Of the names in this list of whale authors, only those following Owen
ever saw living whales; and but one of them was a real professional
harpooneer and whaleman. I mean Captain Scoresby. On the separate
subject of the Greenland or right-whale, he is the best existing
authority. But Scoresby knew nothing and says nothing of the great
sperm whale, compared with which the Greenland whale is almost unworthy
mentioning. And here be it said, that the Greenland whale is an usurper
upon the throne of the seas. He is not even by any means the largest of
the whales. Yet, owing to the long priority of his claims, and the
profound ignorance which, till some seventy years back, invested the
then fabulous or utterly unknown sperm-whale, and which ignorance to
this present day still reigns in all but some few scientific retreats
and whale-ports; this usurpation has been every way complete. Reference
to nearly all the leviathanic allusions in the great poets of past
days, will satisfy you that the Greenland whale, without one rival, was
to them the monarch of the seas. But the time has at last come for a
new proclamation. This is Charing Cross; hear ye! good people all,—the
Greenland whale is deposed,—the great sperm whale now reigneth!

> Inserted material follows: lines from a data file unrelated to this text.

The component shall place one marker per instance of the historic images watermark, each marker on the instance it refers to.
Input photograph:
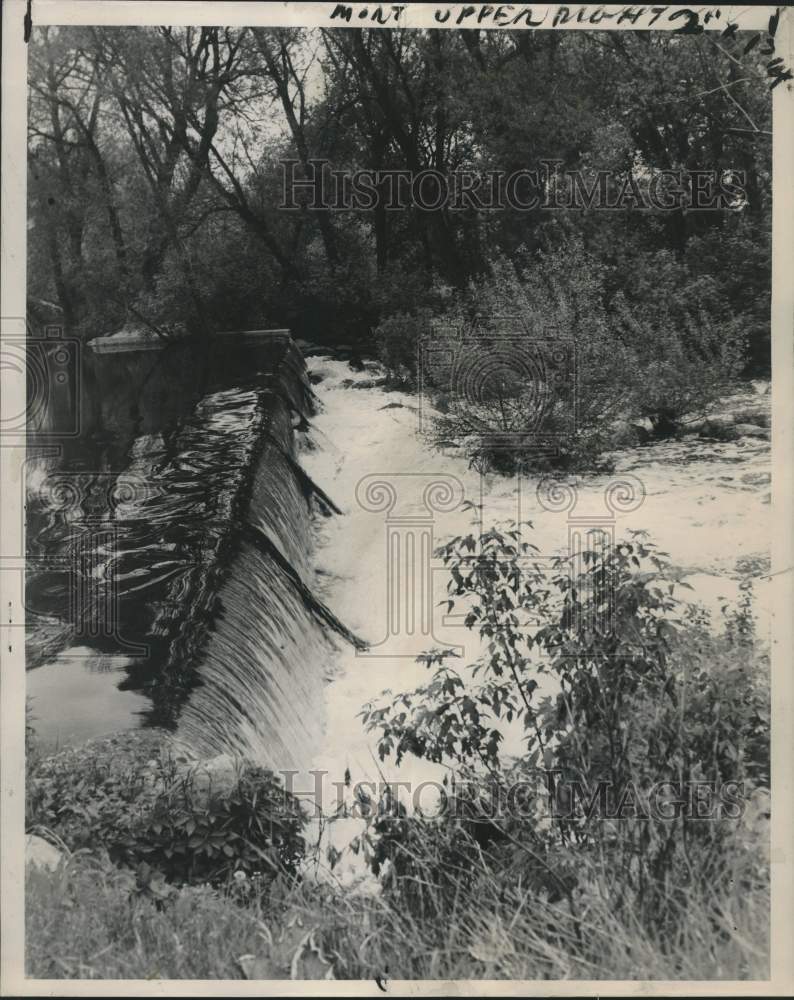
(539, 794)
(317, 186)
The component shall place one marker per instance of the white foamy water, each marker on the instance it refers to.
(706, 504)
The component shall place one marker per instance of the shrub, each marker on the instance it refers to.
(130, 796)
(542, 363)
(650, 707)
(397, 341)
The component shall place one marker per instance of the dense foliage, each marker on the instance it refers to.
(131, 797)
(648, 746)
(155, 171)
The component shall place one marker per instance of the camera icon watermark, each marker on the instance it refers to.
(69, 586)
(500, 384)
(41, 372)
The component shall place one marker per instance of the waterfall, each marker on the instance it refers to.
(208, 516)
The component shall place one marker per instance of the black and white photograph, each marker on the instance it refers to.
(397, 447)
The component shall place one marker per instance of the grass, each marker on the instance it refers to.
(88, 920)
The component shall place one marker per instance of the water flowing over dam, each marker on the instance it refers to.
(181, 518)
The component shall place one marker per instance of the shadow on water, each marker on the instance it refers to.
(168, 528)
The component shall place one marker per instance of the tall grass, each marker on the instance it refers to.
(88, 920)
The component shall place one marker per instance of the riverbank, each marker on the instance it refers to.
(706, 505)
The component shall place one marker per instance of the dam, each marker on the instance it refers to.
(169, 526)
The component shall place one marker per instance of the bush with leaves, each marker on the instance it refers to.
(397, 341)
(541, 352)
(647, 699)
(130, 796)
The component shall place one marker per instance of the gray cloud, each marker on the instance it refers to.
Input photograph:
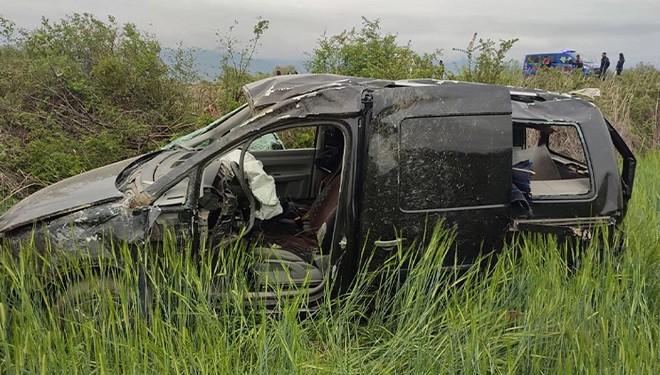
(588, 26)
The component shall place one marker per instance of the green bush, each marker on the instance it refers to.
(81, 93)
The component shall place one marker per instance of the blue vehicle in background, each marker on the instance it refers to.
(565, 60)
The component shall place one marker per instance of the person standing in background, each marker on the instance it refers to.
(619, 64)
(604, 64)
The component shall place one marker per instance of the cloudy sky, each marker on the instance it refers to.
(589, 26)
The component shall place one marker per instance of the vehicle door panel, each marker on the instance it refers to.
(462, 177)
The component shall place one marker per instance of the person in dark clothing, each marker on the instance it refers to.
(619, 64)
(604, 64)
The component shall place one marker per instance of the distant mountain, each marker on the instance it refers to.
(208, 63)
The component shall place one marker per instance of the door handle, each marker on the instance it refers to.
(389, 244)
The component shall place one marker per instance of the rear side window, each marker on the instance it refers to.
(559, 163)
(451, 162)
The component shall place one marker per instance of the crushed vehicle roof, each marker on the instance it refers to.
(527, 104)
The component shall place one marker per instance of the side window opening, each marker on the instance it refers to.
(550, 161)
(292, 197)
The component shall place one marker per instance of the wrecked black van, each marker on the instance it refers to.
(386, 158)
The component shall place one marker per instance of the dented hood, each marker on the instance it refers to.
(84, 190)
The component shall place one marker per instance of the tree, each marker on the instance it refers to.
(237, 58)
(370, 53)
(485, 62)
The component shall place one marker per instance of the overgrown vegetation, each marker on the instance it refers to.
(370, 53)
(81, 92)
(530, 313)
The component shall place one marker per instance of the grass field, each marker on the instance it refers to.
(529, 314)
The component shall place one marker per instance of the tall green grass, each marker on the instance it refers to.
(528, 313)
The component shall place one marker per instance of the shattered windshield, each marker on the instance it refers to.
(205, 136)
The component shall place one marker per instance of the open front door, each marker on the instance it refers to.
(437, 152)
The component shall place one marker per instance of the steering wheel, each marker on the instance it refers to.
(238, 174)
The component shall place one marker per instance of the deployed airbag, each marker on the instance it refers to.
(261, 184)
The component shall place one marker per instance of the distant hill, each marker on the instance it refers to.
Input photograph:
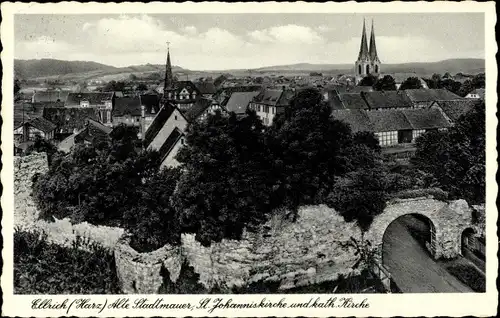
(44, 68)
(32, 69)
(48, 67)
(453, 66)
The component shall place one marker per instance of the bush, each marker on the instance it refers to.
(41, 267)
(470, 276)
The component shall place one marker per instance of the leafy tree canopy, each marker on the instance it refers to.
(386, 83)
(411, 83)
(457, 157)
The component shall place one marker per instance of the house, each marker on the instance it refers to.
(183, 94)
(31, 128)
(453, 109)
(166, 134)
(238, 102)
(102, 102)
(151, 104)
(393, 126)
(270, 102)
(478, 93)
(206, 88)
(423, 98)
(127, 111)
(92, 131)
(353, 101)
(49, 96)
(201, 109)
(400, 78)
(69, 120)
(386, 100)
(222, 95)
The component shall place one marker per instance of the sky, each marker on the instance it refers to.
(244, 41)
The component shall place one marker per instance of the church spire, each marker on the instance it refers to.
(168, 72)
(373, 47)
(363, 50)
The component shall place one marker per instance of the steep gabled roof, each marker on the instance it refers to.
(151, 102)
(158, 122)
(127, 106)
(388, 120)
(94, 98)
(353, 101)
(40, 123)
(456, 108)
(50, 96)
(169, 143)
(206, 87)
(69, 119)
(357, 119)
(430, 95)
(387, 99)
(199, 107)
(425, 118)
(274, 97)
(238, 102)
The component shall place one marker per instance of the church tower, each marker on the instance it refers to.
(168, 85)
(375, 61)
(368, 61)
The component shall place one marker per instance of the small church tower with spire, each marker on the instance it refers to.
(368, 61)
(168, 85)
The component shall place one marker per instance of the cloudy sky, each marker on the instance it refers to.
(232, 41)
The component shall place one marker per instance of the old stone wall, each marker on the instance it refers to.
(61, 232)
(140, 273)
(448, 219)
(315, 248)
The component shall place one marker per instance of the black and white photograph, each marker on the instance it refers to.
(250, 153)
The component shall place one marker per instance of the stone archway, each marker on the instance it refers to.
(467, 240)
(416, 227)
(449, 219)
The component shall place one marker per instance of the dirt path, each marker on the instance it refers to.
(411, 266)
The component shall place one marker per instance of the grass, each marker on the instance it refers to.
(41, 267)
(188, 283)
(470, 276)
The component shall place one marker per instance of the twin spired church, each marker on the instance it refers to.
(368, 61)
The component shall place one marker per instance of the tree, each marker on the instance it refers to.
(17, 86)
(386, 83)
(141, 87)
(226, 185)
(368, 80)
(310, 148)
(465, 88)
(457, 157)
(411, 83)
(97, 182)
(114, 86)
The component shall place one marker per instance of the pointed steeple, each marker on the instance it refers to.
(363, 50)
(168, 72)
(373, 47)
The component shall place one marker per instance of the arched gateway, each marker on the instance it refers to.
(447, 222)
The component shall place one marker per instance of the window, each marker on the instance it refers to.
(417, 133)
(387, 138)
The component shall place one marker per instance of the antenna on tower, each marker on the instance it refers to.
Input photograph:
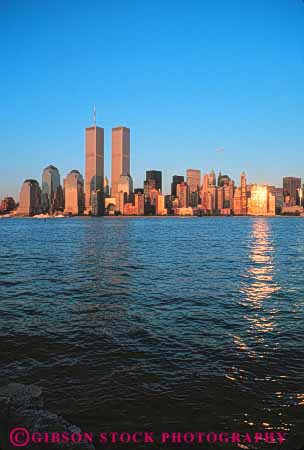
(94, 115)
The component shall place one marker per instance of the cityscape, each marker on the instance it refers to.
(191, 194)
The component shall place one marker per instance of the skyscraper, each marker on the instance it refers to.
(194, 179)
(120, 157)
(261, 201)
(30, 198)
(94, 170)
(291, 186)
(183, 195)
(243, 194)
(51, 189)
(155, 176)
(176, 179)
(194, 183)
(74, 193)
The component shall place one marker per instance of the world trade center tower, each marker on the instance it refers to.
(94, 170)
(120, 157)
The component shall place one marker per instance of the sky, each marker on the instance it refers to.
(187, 77)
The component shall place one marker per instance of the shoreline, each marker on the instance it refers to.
(151, 217)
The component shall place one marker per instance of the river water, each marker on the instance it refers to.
(182, 324)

There are only two books in being which at all pretend to put the
living sperm whale before you, and at the same time, in the remotest
degree succeed in the attempt. Those books are Beale’s and Bennett’s;
both in their time surgeons to English South-Sea whale-ships, and both
exact and reliable men. The original matter touching the sperm whale to
be found in their volumes is necessarily small; but so far as it goes,
it is of excellent quality, though mostly confined to scientific
description. As yet, however, the sperm whale, scientific or poetic,
lives not complete in any literature. Far above all other hunted
whales, his is an unwritten life.
Now the various species of whales need some sort of popular
comprehensive classification, if only an easy outline one for the
present, hereafter to be filled in all its departments by subsequent
laborers. As no better man advances to take this matter in hand, I
hereupon offer my own poor endeavors. I promise nothing complete;
because any human thing supposed to be complete, must for that very
reason infallibly be faulty. I shall not pretend to a minute anatomical
description of the various species, or—in this place at least—to much
of any description. My object here is simply to project the draught of
a systematization of cetology. I am the architect, not the builder.
But it is a ponderous task; no ordinary letter-sorter in the
Post-Office is equal to it. To grope down into the bottom of the sea
after them; to have one’s hands among the unspeakable foundations,
ribs, and very pelvis of the world; this is a fearful thing. What am I
that I should essay to hook the nose of this leviathan! The awful
tauntings in Job might well appal me. Will he (the leviathan) make a
covenant with thee? Behold the hope of him is vain! But I have swam
through libraries and sailed through oceans; I have had to do with
whales with these visible hands; I am in earnest; and I will try. There
are some preliminaries to settle.
First: The uncertain, unsettled condition of this science of Cetology
is in the very vestibule attested by the fact, that in some quarters it
still remains a moot point whether a whale be a fish.